What was he feeling now? Her finger itched to send him a triumphant text telling him that she’d sorted it. But as Fred might be suffering a certain amount of agony – at least, she hoped so – it seemed only right to allow him to go on suffering it for a little while longer. Besides, he’d ‘resigned’, so really it was none of his business any more. Jess was beginning to enjoy the feeling of independence and progress. She’d show him! As she drifted off to sleep, she began to develop some ideas about how to host Chaos, maybe as a postmodern Cinderella . . .

Chapter 29

 

 

 

School was going to be difficult. Jess hadn’t slept well and got up early to disguise the bags under her eyes and re-pluck her eyebrows. She wasn’t going to speak to Fred, obviously; in fact, she wouldn’t even look vaguely in his direction if she could help it. But if he looked at her, she wanted him to be stunned by her magnificent, cruel beauty. As a cosmetics project it was a huge challenge, since currently she looked like a hamster who has gone ten rounds with a Jack Russell terrier.

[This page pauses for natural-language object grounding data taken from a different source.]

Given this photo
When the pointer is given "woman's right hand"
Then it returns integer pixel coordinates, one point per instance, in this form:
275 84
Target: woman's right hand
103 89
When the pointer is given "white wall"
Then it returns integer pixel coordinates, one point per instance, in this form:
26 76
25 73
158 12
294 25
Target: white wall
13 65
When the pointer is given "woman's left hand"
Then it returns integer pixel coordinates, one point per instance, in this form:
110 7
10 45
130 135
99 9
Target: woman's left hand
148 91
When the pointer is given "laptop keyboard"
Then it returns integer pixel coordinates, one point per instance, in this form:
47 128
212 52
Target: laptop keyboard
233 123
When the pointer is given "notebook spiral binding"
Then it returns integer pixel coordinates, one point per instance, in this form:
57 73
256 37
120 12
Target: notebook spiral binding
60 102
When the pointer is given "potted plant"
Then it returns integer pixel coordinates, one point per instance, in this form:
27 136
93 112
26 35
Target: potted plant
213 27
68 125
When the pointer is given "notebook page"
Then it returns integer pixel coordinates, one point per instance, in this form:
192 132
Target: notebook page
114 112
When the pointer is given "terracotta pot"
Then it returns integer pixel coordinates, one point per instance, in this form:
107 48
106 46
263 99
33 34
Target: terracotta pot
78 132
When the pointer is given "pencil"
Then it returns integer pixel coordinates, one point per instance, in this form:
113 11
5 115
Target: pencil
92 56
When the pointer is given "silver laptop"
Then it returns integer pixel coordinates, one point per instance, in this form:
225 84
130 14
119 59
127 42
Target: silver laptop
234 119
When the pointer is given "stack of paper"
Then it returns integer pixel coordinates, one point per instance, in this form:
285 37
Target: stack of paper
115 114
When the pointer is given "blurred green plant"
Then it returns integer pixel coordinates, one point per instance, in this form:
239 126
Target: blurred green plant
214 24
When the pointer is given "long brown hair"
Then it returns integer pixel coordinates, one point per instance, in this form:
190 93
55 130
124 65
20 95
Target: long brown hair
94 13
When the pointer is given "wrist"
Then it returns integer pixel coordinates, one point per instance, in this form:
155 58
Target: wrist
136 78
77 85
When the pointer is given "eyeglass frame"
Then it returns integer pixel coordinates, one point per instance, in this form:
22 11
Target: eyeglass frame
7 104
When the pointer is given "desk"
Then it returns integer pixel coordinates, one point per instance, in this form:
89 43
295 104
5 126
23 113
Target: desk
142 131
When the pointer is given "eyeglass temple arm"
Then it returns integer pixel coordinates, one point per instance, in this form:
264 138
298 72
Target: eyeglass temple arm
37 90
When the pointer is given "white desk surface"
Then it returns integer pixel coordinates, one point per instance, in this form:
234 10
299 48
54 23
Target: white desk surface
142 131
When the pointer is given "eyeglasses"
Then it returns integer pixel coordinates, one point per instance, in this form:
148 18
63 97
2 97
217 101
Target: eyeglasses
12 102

Jess had been dreading seeing Fred, but at least she had sorted most of Chaos so she felt she could face all her friends who had bought tickets – before, she’d been feeling so guilty, it was as if she’d secretly murdered somebody they loved and hidden the body under her patio. However, as she approached the school gates, looking as magnificent and cruel as possible, Gemma Fawcett ran up. She was a small girl with a straight black shiny bob which Jess had always admired. If only her own hair would agree to hang quietly in one direction, instead of sticking up here and there randomly all over her head like a neglected vegetable plot in winter.